Photography by Randall Bohl

“You are the link between the engineer and the customer. It is a big responsibility.”

Those words were addressed to the Phoenix Automotive Press Association by Chris Céret, an instructor for the Audi Academy and one of the panelists assembled to suggest how automotive development engineers think car reviewers could do a better job for their readers, viewers, listeners and website visitors.

Joining Céret on the panel were Paul Berardi, recently retired after a long career in customer service and development engineering for Ford, and Jim Contes, who retired from the General Motors’ engineering staff to teach automotive engineering at Arizona State University.

“What is the clientele for that vehicle, or are you testing merely for yourself?” added Céret, a former French rally racer who introduces Audi dealership employees to the automaker’s newest vehicles.

“I get a laugh when I see 0-60 mph times for a TDI [diesel] or a hybrid,” Céret said.
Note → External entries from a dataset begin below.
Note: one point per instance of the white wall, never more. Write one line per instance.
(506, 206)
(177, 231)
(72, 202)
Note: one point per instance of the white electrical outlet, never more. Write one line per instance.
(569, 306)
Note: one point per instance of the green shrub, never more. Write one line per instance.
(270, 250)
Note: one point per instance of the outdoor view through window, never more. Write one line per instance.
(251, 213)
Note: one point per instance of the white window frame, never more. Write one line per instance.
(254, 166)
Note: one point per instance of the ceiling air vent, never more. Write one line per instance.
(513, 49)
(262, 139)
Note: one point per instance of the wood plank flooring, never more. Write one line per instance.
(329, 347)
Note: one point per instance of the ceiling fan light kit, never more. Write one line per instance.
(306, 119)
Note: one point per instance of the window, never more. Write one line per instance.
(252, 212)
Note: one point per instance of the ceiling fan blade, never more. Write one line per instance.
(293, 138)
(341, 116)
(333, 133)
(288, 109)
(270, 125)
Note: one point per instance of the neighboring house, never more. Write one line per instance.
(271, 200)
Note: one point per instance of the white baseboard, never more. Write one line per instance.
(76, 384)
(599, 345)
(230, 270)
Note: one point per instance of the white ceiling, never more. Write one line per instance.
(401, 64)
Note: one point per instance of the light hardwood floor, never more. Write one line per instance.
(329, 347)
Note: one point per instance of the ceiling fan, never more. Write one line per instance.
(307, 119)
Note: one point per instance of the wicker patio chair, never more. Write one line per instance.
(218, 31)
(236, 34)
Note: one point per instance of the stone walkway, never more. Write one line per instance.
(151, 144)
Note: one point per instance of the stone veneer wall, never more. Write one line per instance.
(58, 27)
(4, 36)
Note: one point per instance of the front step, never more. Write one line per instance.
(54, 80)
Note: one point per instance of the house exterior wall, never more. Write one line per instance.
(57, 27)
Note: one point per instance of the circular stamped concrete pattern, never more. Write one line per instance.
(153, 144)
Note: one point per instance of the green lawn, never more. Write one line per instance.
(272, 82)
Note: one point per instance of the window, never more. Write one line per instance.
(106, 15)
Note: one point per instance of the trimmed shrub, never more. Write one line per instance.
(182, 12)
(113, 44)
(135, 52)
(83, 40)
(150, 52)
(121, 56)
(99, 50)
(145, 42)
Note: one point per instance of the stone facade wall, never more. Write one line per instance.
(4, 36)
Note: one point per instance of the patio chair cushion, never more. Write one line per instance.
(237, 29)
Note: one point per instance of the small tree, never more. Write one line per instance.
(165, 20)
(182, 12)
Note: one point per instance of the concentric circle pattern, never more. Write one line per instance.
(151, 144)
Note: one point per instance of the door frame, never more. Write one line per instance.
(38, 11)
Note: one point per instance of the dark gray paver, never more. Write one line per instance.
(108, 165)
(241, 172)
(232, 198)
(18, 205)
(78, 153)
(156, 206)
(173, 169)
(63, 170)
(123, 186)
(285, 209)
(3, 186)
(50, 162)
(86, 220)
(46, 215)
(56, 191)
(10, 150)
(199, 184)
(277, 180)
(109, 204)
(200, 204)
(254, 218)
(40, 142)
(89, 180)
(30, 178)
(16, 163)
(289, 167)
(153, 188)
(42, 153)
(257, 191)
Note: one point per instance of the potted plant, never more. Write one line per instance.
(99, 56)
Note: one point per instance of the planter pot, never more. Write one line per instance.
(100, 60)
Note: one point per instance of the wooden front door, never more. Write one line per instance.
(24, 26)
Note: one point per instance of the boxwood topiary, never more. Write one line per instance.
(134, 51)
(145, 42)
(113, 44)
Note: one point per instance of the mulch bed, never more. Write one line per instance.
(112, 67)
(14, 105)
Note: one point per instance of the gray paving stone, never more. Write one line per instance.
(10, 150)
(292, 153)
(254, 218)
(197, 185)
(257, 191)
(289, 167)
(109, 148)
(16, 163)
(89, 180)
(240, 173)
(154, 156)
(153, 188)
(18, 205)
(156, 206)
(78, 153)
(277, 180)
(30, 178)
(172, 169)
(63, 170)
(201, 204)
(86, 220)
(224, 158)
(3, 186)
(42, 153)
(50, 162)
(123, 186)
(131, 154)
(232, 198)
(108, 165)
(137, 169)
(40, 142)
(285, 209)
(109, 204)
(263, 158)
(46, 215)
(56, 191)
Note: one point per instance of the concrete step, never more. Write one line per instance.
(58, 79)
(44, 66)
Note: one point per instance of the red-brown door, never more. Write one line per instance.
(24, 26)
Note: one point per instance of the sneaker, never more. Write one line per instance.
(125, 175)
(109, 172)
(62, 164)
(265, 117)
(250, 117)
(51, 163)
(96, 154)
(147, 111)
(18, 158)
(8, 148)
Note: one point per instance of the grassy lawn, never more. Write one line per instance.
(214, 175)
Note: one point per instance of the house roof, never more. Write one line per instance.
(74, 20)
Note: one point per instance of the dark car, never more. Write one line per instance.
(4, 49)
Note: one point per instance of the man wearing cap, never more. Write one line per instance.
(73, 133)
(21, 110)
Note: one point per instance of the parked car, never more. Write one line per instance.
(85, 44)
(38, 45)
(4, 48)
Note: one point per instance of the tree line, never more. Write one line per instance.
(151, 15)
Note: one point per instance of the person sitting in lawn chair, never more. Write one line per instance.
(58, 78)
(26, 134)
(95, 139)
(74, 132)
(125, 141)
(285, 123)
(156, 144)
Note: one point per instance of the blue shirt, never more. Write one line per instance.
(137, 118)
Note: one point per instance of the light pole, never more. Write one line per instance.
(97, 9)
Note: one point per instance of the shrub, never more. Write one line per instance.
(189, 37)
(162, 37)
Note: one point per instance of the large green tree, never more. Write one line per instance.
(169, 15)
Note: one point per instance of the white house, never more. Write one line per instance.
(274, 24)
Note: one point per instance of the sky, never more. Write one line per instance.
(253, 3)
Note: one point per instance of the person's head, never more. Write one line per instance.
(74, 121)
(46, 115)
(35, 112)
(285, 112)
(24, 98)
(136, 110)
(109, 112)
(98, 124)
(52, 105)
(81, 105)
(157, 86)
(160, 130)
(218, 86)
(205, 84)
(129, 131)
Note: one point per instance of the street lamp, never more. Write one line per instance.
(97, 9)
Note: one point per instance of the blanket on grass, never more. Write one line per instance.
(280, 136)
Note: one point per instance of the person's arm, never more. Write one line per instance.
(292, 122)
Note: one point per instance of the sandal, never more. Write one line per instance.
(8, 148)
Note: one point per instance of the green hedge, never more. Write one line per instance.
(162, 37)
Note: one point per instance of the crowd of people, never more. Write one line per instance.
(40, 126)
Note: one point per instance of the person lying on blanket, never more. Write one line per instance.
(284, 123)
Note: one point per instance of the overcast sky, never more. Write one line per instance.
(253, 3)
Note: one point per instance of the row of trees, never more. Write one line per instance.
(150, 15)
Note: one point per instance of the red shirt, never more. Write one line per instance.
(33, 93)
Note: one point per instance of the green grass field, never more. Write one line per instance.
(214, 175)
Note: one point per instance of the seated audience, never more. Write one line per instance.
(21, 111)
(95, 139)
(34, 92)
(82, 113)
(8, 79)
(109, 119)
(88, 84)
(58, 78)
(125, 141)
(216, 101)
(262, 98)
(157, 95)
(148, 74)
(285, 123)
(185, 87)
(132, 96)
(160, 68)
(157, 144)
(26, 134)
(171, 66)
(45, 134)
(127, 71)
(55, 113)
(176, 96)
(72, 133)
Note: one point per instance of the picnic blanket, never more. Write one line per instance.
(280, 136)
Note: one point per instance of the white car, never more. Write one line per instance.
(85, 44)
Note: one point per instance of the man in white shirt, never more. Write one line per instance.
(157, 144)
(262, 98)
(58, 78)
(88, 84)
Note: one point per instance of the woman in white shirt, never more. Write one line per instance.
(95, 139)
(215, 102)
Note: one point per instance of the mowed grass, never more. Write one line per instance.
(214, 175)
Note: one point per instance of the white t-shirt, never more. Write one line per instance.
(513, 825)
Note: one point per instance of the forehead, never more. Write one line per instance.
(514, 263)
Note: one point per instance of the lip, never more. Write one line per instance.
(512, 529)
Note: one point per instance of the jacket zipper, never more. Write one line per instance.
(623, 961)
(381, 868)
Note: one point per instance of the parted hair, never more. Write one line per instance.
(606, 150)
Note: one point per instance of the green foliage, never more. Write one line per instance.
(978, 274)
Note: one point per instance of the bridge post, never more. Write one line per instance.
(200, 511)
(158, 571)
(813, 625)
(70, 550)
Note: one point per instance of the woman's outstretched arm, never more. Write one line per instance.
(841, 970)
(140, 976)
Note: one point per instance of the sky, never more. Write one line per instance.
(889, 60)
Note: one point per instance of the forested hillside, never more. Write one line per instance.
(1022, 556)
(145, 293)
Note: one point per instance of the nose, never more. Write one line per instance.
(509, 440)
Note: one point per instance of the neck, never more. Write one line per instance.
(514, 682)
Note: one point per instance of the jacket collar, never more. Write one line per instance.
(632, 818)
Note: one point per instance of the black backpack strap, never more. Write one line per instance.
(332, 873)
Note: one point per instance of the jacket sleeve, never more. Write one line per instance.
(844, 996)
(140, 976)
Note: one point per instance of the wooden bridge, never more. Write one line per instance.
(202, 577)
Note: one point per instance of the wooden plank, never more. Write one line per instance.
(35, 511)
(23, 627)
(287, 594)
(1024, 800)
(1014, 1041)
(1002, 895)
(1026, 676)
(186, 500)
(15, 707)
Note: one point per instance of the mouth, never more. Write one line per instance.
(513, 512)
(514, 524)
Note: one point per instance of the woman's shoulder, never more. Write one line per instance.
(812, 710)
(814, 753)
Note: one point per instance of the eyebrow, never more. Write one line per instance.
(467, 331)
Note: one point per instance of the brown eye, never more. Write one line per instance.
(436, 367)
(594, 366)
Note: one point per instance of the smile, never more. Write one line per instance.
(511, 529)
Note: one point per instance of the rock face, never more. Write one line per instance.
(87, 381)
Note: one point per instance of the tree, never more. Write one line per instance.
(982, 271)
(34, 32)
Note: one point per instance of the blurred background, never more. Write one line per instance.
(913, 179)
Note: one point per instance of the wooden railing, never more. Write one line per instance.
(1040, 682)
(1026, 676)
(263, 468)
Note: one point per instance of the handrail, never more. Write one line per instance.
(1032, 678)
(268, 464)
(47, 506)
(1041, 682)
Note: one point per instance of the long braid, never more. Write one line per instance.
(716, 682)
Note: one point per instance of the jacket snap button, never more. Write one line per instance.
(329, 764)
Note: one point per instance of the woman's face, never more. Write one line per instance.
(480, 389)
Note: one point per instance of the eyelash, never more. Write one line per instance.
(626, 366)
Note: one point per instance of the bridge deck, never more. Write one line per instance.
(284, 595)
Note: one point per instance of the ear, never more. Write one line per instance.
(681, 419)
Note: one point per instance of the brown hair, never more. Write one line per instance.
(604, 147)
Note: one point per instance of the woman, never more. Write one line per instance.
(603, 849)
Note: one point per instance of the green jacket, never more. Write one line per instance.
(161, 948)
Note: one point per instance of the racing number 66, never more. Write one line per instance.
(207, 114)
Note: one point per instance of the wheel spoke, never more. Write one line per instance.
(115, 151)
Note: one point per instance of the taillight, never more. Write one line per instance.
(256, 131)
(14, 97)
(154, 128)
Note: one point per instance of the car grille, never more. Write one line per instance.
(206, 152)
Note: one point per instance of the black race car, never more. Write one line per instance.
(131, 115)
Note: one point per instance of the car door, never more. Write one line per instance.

The panel (from left): Chris Ceret, Paul Berardi and Jim Contes

On a less humorous note, he said he finds factual errors in nearly all of the car reviews he reads in magazines. Such errors, he said, evaporate the reviewer’s credibility in his eyes.

“You have to push the vehicles,” Berardi suggested. “What you write is what people are going to decide to buy. Push the envelope when you’re testing. It serves a purpose.”

But, the panelists added, judge a vehicle the way its potential buyers will judge it.

Céret noted that German cars are designed and engineered for European driving conditions. But, he said, Volkswagen’s new Passat, which is built in a new factory in Tennessee, was created specifically for American drivers and their families.

Berardi said sometimes even within a single country such as the United States there can be regional differences that complicate vehicle design and engineering efforts. For example, he said, the size of cup holders.

“Everybody in Detroit drinks 12-ounce soda cans,” he said. But in the heat of the Arizona desert, where he, Contes and others worked at hot-weather proving grounds, “we drink Big Gulps!”

Berardi said it took a long time for Detroit to be convinced about enlarging its cup holders.

Jim Prueter of AAA's Arizona Highroads magazine asks a question.

“Let’s not talk about cup holders,” Céret suggested, knowing how reluctant his company was to incorporating such things into its vehicles.

The panel was assembled by PAPA member and automotive spy photographer Brenda Priddy, who’s business is to photograph prototype vehicles.

“She knows where we all live,” Berardi said.

Contes told of the time he was testing Corvettes in the Australian Outback, only to be captured on film by a spy photographer.

But he said he scored one on the spies in the 1980s when he was testing a future Oldsmobile Cutlass and had to create camouflage to hide the car’s design as much as possible. Contes fashioned a pair of cardboard fins, spray-painted them and attached them to the rear quarter panels.

Sure enough, he said, the car showed up on the cover of a car magazine with the headline: “Detroit first fins since the ‘50s.”

“I really did a good job,” he said with a smile.

Berardi encouraged reviewers to look under the hood and let customers know whether it will be easy or difficult to perform typical service, such as changing oil or spark plugs, and to push the automakers on such things.

“Making customers more knowledgeable is what you guys can do,” he said.